There is now a widespread belief that the line between reality and the virtual environment will gradually blur. This vision is the consequence of a sense of gradual internalisation of a variety of immaterial ideals, which liberates people from their previous bounds of corporeality and sense of place. As a result of the widespread adoption of new communication technologies that allow individuals to transcend traditional boundaries. With overlapping images, we become acquainted with the immediate, residing the intangible. As a result, we can envision a new type of creature.
Architecture in accordance with modern values: a far more homogenous, transparent, ephemeral, a changeable and immaterial place that calls into question the traditional material substance and the eternal architectural characteristics.
With a growing sense of urgency, architecture students approach the issue of representation. There is a lot to learn, and it must be done quickly. Plans, it turns out, are more than just a bunch of rooms and halls on a paper; they’re a way of thinking about buildings. Perspectives are more difficult to understand, yet they are possibly less esoteric.
Then there are the many instruments, drawing media, modelling materials, software, and digitally mediated apparatuses to learn about. Even the most basic aspects of architectural representation show that mastering its tools and procedures requires more than just skill.

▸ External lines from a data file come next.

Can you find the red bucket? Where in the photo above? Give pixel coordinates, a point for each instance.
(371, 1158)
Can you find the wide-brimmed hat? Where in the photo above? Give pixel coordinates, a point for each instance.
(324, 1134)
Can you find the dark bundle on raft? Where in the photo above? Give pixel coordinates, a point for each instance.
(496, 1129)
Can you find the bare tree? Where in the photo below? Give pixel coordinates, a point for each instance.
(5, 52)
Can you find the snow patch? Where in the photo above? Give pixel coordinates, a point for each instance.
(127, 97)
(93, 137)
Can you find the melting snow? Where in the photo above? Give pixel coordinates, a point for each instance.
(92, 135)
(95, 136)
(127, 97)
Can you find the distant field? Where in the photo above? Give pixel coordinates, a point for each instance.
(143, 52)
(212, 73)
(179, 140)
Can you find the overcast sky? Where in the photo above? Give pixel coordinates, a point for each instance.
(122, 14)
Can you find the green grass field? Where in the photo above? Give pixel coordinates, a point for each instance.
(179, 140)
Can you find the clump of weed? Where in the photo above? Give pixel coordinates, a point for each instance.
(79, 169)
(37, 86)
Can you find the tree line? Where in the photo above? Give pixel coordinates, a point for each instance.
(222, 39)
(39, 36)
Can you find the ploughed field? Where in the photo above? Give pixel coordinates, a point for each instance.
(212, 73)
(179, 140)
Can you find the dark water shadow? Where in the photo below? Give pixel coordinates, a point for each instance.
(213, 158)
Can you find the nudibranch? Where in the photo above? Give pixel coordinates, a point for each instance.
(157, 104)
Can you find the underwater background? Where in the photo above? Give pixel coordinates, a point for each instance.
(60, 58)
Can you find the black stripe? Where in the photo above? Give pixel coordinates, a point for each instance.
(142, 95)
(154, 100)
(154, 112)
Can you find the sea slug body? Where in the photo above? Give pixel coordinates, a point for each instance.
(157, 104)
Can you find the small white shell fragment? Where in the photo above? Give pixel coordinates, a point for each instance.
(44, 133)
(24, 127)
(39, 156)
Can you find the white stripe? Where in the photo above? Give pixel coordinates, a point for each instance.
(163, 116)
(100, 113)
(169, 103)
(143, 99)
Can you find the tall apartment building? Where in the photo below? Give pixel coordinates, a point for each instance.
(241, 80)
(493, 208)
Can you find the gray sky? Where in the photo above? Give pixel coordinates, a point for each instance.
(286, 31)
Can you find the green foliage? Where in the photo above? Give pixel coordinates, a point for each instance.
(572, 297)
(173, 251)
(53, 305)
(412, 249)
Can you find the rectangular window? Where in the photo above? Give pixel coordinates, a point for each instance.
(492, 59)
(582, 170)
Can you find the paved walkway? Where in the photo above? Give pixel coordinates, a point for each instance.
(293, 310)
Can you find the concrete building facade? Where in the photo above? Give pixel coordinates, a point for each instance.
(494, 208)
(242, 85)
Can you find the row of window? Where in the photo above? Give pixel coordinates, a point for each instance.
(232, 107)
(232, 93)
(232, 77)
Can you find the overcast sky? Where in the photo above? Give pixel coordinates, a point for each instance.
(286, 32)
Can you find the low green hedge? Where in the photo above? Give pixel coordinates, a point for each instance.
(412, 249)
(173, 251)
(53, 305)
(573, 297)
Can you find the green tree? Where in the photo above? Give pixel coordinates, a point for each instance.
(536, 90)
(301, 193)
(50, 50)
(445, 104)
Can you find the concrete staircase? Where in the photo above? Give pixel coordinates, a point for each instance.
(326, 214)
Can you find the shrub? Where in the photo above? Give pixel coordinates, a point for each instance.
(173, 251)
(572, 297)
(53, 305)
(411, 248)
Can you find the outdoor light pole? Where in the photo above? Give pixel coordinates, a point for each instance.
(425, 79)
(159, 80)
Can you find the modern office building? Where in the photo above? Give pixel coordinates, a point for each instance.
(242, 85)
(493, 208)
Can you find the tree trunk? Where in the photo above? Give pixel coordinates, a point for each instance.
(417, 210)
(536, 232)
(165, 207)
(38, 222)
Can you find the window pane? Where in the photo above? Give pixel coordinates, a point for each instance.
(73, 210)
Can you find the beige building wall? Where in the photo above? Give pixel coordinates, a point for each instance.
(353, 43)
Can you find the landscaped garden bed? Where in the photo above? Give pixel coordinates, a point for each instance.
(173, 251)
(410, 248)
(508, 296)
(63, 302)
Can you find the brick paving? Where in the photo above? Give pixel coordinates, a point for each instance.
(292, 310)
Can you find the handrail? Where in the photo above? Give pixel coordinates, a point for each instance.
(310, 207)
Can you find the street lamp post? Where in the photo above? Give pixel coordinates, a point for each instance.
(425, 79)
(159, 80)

It is obvious from the start that the hand and mind interact in intricate ways in representation. Architects use representation to think, create, and communicate, yet traditional methods impose their own agendas. Traditions are passed down, demands are made, motives are shifted, and communication is shaped.
Architects, predictably, dispute and evade these strategies while still using them. So, learning about representation entails more than just gaining a set of useful studio skills; it also entails realizing that representation is the primary task of architecture and one of its most tough challenges—one that takes more than a few weeks to master.